If someone could walk me through this I would greatly appreciate it.

Disprove the following statement:

If $f : X \rightarrow Y$ is a function and $A$, $B$ are subsets of $X$ then $f(A \cap B) = f(A) \cap f(B)$.

Answer 1

$f(x) = x^2$, $A = [-1,0],B = [0,1]$.

$f(A\cap B) = f(\{0\}) = \{0\}$

But $f(A)\cap f(B) = [0,1]$

Answer 2

The other answers find counterexample for $f(A\cap B) =f(A)\cap f(B)$, but it is easy to show that $f(A\cap B)\subseteq f(A)\cap f(B)$:

If $A\subseteq B$, then $f(A)\subseteq f(B)$.

Now, $A\cap B\subseteq A, B$, and thus $f(A\cap B)\subseteq f(A), f(B)\implies f(A\cap B)\subseteq f(A)\cap f(B)$.

Actually, equality holds if and only if $f$ is injective.
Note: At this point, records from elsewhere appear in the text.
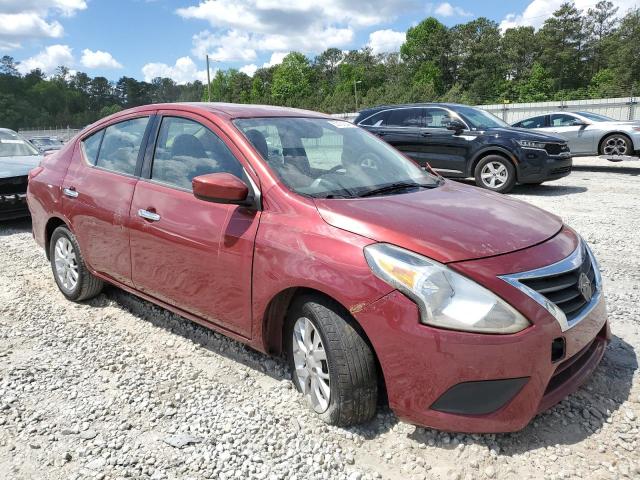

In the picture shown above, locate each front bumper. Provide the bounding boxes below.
[0,193,29,221]
[356,227,610,433]
[518,148,573,183]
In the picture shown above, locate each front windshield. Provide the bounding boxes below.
[0,130,40,157]
[454,106,509,130]
[576,112,616,122]
[234,117,439,198]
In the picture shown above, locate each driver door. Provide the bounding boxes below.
[129,111,260,337]
[543,113,595,154]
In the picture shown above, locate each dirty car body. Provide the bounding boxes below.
[28,104,610,432]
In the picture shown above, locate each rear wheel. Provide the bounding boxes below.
[474,155,516,193]
[600,133,633,156]
[49,226,103,302]
[285,296,378,426]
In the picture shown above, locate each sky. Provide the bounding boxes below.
[0,0,640,83]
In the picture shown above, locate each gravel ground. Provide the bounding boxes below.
[0,159,640,480]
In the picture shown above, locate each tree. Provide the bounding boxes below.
[271,52,311,106]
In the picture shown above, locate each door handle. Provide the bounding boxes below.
[138,208,160,222]
[62,187,79,198]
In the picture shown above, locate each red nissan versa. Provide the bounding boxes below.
[28,104,610,432]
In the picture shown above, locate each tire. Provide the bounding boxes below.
[285,295,378,427]
[474,155,516,193]
[599,133,633,156]
[49,226,104,302]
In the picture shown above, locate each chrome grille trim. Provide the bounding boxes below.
[498,239,602,332]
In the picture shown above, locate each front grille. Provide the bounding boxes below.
[0,175,28,195]
[544,143,569,155]
[520,249,599,322]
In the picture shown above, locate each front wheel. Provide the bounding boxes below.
[49,226,103,302]
[600,133,633,156]
[475,155,516,193]
[285,296,378,426]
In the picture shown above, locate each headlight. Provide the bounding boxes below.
[516,140,546,150]
[364,243,529,334]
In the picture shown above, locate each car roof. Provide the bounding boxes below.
[108,102,333,119]
[359,102,476,114]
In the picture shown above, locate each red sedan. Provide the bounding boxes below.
[28,104,610,432]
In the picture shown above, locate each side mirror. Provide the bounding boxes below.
[447,120,466,133]
[191,173,249,205]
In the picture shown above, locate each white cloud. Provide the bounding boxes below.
[176,0,420,57]
[367,29,406,54]
[80,48,122,69]
[262,52,289,68]
[240,63,258,77]
[192,30,257,62]
[18,45,74,75]
[142,57,207,84]
[0,0,87,50]
[429,2,473,17]
[500,0,638,30]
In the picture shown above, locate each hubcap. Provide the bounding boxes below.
[54,237,78,292]
[603,137,627,155]
[293,317,331,413]
[480,162,509,188]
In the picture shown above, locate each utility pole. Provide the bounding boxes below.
[353,78,362,112]
[206,54,211,102]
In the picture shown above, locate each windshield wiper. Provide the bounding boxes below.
[358,182,439,198]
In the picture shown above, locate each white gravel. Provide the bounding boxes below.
[0,159,640,480]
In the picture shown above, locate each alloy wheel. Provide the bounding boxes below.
[54,237,78,292]
[602,135,627,155]
[480,162,509,189]
[292,317,331,413]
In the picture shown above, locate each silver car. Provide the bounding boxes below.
[0,128,42,220]
[513,112,640,156]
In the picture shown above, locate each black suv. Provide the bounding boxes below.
[354,103,572,193]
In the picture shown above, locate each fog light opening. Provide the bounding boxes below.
[551,337,566,362]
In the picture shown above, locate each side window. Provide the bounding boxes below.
[387,108,423,127]
[360,111,389,127]
[81,130,104,165]
[151,117,243,190]
[424,108,453,128]
[96,117,149,175]
[551,113,576,127]
[515,115,545,128]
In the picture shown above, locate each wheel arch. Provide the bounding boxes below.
[262,287,387,402]
[467,145,518,177]
[44,216,69,260]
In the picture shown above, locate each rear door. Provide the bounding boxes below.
[367,107,424,161]
[130,111,260,337]
[416,107,475,176]
[62,113,151,285]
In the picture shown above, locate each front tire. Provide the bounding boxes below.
[600,133,633,156]
[474,155,516,193]
[49,226,104,302]
[285,295,378,427]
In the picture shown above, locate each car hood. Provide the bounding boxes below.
[0,155,42,178]
[315,181,562,263]
[487,127,567,143]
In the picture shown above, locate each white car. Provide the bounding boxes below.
[513,112,640,156]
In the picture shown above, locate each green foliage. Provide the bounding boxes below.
[0,5,640,128]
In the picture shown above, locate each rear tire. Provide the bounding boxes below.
[599,133,633,156]
[474,155,516,193]
[285,295,378,427]
[49,226,104,302]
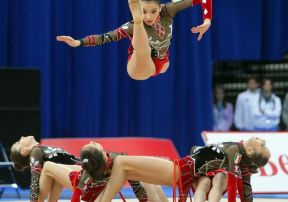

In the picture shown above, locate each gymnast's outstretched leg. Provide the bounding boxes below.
[127,0,156,80]
[102,156,179,202]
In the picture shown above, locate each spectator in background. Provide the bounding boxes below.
[213,86,233,131]
[282,93,288,130]
[254,79,282,131]
[234,77,260,131]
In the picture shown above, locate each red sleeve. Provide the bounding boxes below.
[192,0,212,20]
[71,188,82,202]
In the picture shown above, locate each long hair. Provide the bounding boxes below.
[10,146,30,171]
[80,147,105,180]
[213,84,227,108]
[250,152,269,168]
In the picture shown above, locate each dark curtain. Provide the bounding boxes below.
[0,0,288,155]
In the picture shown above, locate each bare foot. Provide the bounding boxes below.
[128,0,143,24]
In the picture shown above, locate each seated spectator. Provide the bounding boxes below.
[254,79,282,131]
[213,86,233,131]
[282,93,288,130]
[234,77,260,131]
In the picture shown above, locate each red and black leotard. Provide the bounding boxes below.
[176,142,255,202]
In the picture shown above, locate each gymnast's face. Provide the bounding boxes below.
[142,1,161,26]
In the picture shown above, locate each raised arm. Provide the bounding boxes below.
[56,22,133,47]
[163,0,212,20]
[30,147,44,202]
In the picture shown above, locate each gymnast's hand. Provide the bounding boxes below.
[191,19,211,41]
[56,36,81,47]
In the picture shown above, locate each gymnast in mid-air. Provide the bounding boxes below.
[57,0,212,80]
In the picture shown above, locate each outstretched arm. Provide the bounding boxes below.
[56,22,133,47]
[164,0,212,40]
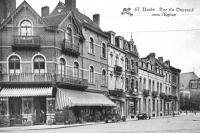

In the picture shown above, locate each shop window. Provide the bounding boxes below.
[23,99,32,114]
[89,66,94,83]
[74,62,79,78]
[101,43,106,58]
[0,99,7,115]
[47,99,55,114]
[89,38,94,54]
Let $f$ be injective and take $y\in f(A)\cap f(B)$. Then, by the definition of image there are $x_A\in A$ and $x_B\in B$ such that $y = f(x_A) = f(x_B)$. By injectivity $x_A = x_B\in A\cap B$. But then $y\in f(A\cap B)$. Hence, $f(A)\cap f(B) \subseteq f(A\cap B)$ and then by the above $f(A)\cap f(B) = f(A\cap B)$.

If $f$ is not injective, choose $x\neq y$ such that $f(x) = f(y)$. Then $f(\{x\}\cap\{y\}) \neq f(\{x\})\cap f(\{y\})$.

Answer 3

$$A=\{0,-1\} \,\, \, , \,\, \, B=\{0,1,-2\}\,\,, \,\, C=\{0,1,-1,-2\}\,\,,D=\{1,2,3\}$$ let $$f:C\to D$$ such that $$f=\{(0,1),(1,1),(-1,3),(-2,3)\}$$ we have $f(A)=\{1,3\}$ , $f(B)=\{1,3\}$ , $f(A\cap B)=\{1\}$ whereas $f(A)\cap f(B)=\{1,3\}$

Generally we have $$f(A\cap B)\subseteq f(A)\cap f(B)$$

Answer 4

Just to give a "minimalist" counterexample that clearly makes use of the hints in the comments: consider $X = \{0,1\}$, let $A = \{0\}$ and $B = \{1\}$. Take $f: X \to X: x \mapsto 0$. Then

$$f(A\cap B) = f(\emptyset) = \emptyset$$

But $$f(A) \cap f(B) = \{0\} \cap \{0\} = \{0\}$$